Opinion 90-204


January 24, 1991

 

Digest:         A judge may serve as a paid lecturer with the Court Clerk Development Program, a private profit-making enterprise which conducts programs to prepare court personnel for promotional examinations, which programs improve the legal system and the administration of justice.

 

Rules:          22 NYCRR §§100.4(a); 100.5(c)(1), 100.6(a) and 100.6(d)(1)(2)


Opinion:


         A full-time judge asks whether it is permissible to participate in the Court Clerk Development Program, a private for profit enterprise that conducts programs designed to prepare court personnel for promotional examinations. The judge would be lecturing on the Family Court Act and would be compensated at the same rate as other lecturers, who are private attorneys and other court personnel. The lectures would be taped for use in other parts of the state.


         Section 100.4(a) of the Rules of the Chief Administrator provides as follows:

 

A judge may speak, write, lecture, teach and participate in other activities concerning the law, the legal system, and the administration of justice.

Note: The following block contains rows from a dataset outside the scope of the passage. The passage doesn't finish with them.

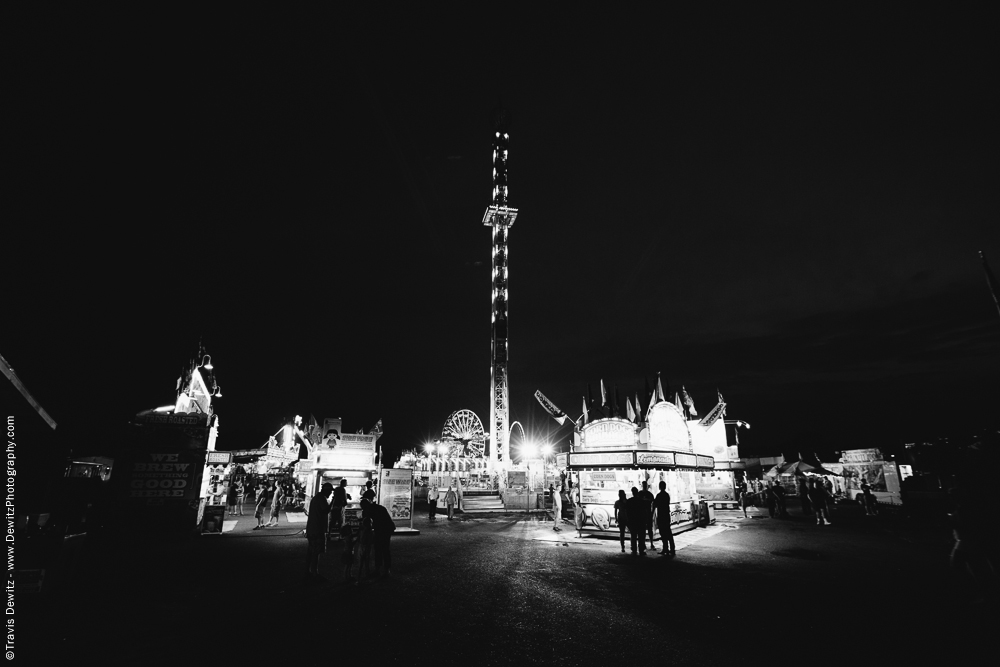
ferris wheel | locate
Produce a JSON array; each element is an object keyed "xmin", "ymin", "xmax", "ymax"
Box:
[{"xmin": 441, "ymin": 410, "xmax": 486, "ymax": 456}]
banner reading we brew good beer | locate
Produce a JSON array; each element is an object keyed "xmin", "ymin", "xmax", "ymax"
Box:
[{"xmin": 378, "ymin": 468, "xmax": 413, "ymax": 528}]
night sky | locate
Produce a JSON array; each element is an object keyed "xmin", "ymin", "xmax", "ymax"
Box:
[{"xmin": 7, "ymin": 5, "xmax": 1000, "ymax": 474}]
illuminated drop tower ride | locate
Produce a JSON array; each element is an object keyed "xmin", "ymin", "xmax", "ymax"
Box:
[{"xmin": 483, "ymin": 107, "xmax": 517, "ymax": 470}]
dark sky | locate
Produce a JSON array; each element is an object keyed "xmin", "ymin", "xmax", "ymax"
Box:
[{"xmin": 7, "ymin": 5, "xmax": 1000, "ymax": 470}]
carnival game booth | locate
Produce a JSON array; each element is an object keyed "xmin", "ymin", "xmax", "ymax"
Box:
[
  {"xmin": 557, "ymin": 402, "xmax": 715, "ymax": 533},
  {"xmin": 298, "ymin": 432, "xmax": 381, "ymax": 526}
]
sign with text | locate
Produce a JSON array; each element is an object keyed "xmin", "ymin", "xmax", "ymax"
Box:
[
  {"xmin": 334, "ymin": 433, "xmax": 378, "ymax": 454},
  {"xmin": 378, "ymin": 468, "xmax": 413, "ymax": 528},
  {"xmin": 125, "ymin": 451, "xmax": 205, "ymax": 500},
  {"xmin": 230, "ymin": 448, "xmax": 267, "ymax": 458},
  {"xmin": 840, "ymin": 449, "xmax": 883, "ymax": 463},
  {"xmin": 674, "ymin": 452, "xmax": 698, "ymax": 468},
  {"xmin": 635, "ymin": 452, "xmax": 674, "ymax": 466},
  {"xmin": 569, "ymin": 452, "xmax": 632, "ymax": 466},
  {"xmin": 582, "ymin": 418, "xmax": 636, "ymax": 449}
]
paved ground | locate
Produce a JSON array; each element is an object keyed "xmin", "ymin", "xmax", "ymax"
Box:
[{"xmin": 18, "ymin": 498, "xmax": 997, "ymax": 665}]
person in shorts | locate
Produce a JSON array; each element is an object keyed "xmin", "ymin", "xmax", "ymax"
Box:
[
  {"xmin": 253, "ymin": 488, "xmax": 267, "ymax": 530},
  {"xmin": 615, "ymin": 489, "xmax": 628, "ymax": 553},
  {"xmin": 267, "ymin": 484, "xmax": 285, "ymax": 526},
  {"xmin": 306, "ymin": 482, "xmax": 333, "ymax": 580},
  {"xmin": 340, "ymin": 526, "xmax": 361, "ymax": 582},
  {"xmin": 330, "ymin": 479, "xmax": 351, "ymax": 533}
]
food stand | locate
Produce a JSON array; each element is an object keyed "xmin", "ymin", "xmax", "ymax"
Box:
[
  {"xmin": 299, "ymin": 432, "xmax": 381, "ymax": 527},
  {"xmin": 558, "ymin": 402, "xmax": 712, "ymax": 532}
]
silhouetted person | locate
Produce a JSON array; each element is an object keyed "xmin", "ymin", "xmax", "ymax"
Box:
[
  {"xmin": 615, "ymin": 489, "xmax": 628, "ymax": 553},
  {"xmin": 764, "ymin": 486, "xmax": 778, "ymax": 519},
  {"xmin": 774, "ymin": 482, "xmax": 788, "ymax": 518},
  {"xmin": 625, "ymin": 486, "xmax": 649, "ymax": 556},
  {"xmin": 809, "ymin": 479, "xmax": 830, "ymax": 526},
  {"xmin": 799, "ymin": 477, "xmax": 812, "ymax": 516},
  {"xmin": 306, "ymin": 482, "xmax": 333, "ymax": 580},
  {"xmin": 639, "ymin": 481, "xmax": 656, "ymax": 551},
  {"xmin": 653, "ymin": 482, "xmax": 677, "ymax": 556},
  {"xmin": 361, "ymin": 498, "xmax": 396, "ymax": 577}
]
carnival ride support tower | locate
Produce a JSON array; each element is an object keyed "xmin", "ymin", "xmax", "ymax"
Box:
[{"xmin": 483, "ymin": 107, "xmax": 517, "ymax": 469}]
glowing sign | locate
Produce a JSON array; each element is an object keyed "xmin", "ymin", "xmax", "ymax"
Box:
[
  {"xmin": 649, "ymin": 402, "xmax": 694, "ymax": 452},
  {"xmin": 583, "ymin": 419, "xmax": 636, "ymax": 449},
  {"xmin": 674, "ymin": 452, "xmax": 698, "ymax": 468},
  {"xmin": 569, "ymin": 452, "xmax": 632, "ymax": 466},
  {"xmin": 635, "ymin": 452, "xmax": 674, "ymax": 466}
]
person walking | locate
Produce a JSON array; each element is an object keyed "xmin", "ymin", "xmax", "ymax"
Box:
[
  {"xmin": 340, "ymin": 526, "xmax": 361, "ymax": 583},
  {"xmin": 569, "ymin": 482, "xmax": 586, "ymax": 538},
  {"xmin": 809, "ymin": 479, "xmax": 830, "ymax": 526},
  {"xmin": 253, "ymin": 486, "xmax": 267, "ymax": 530},
  {"xmin": 444, "ymin": 484, "xmax": 458, "ymax": 521},
  {"xmin": 226, "ymin": 481, "xmax": 236, "ymax": 516},
  {"xmin": 625, "ymin": 486, "xmax": 649, "ymax": 556},
  {"xmin": 639, "ymin": 480, "xmax": 656, "ymax": 551},
  {"xmin": 267, "ymin": 483, "xmax": 285, "ymax": 526},
  {"xmin": 798, "ymin": 477, "xmax": 812, "ymax": 516},
  {"xmin": 358, "ymin": 516, "xmax": 375, "ymax": 582},
  {"xmin": 549, "ymin": 482, "xmax": 562, "ymax": 533},
  {"xmin": 236, "ymin": 479, "xmax": 246, "ymax": 516},
  {"xmin": 653, "ymin": 482, "xmax": 677, "ymax": 556},
  {"xmin": 306, "ymin": 482, "xmax": 333, "ymax": 581},
  {"xmin": 427, "ymin": 484, "xmax": 441, "ymax": 519},
  {"xmin": 612, "ymin": 489, "xmax": 628, "ymax": 553},
  {"xmin": 361, "ymin": 480, "xmax": 375, "ymax": 503},
  {"xmin": 330, "ymin": 479, "xmax": 351, "ymax": 533},
  {"xmin": 773, "ymin": 481, "xmax": 788, "ymax": 519},
  {"xmin": 362, "ymin": 499, "xmax": 396, "ymax": 577}
]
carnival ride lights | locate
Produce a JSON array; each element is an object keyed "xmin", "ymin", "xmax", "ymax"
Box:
[
  {"xmin": 441, "ymin": 410, "xmax": 486, "ymax": 457},
  {"xmin": 483, "ymin": 107, "xmax": 517, "ymax": 469}
]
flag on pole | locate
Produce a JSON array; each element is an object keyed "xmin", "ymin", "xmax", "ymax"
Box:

         Additionally, a judge may receive reasonable compensation for “extra-judicial activities.” Compensation is reasonable if it does not exceed what a person, who is not a judge, would receive for the same activity. 22 NYCRR 100.6(a). A judge, however, may not receive compensation for extra-judicial activities performed for “New York State, its political subdivisions or any officer or agency thereof.” 22 NYCRR 100.6(d)(1). Further, a judge may not receive compensation from “a school, college, or university that is financially supported, in whole or in part, by New York State or any of its political subdivisions, or any officially recognized body of students thereof, except that a judge may receive the ordinary compensation for teaching a regular course of study at any college or university if the teaching does not conflict with the proper performance of judicial duties.” 22 NYCRR 100.6(d)(2). Since the Court Clerk Development Program is a private for-profit enterprise not funded, in whole or in part, by the state, such activities are not prohibited.


         Section 100.5(c)(1) of the Rules of the Chief Administrator sets forth the following restriction on extra-judicial activities:

 

A judge shall refrain from financial and business dealings that tend to reflect adversely on impartiality, interfere with the proper performance of judicial duties, exploit judicial position, or involve the judge in frequent transactions with lawyers or persons likely to come before the court on which he or she serves.


         Since the judge will be lecturing to court personnel, it is unlikely that such persons will come before the judge as litigants. Further, the judge would be participating in activities which improve the legal system. Thus, it is most improbable that the judge would be engaged in any activity which would reflect adversely upon his or her judicial position.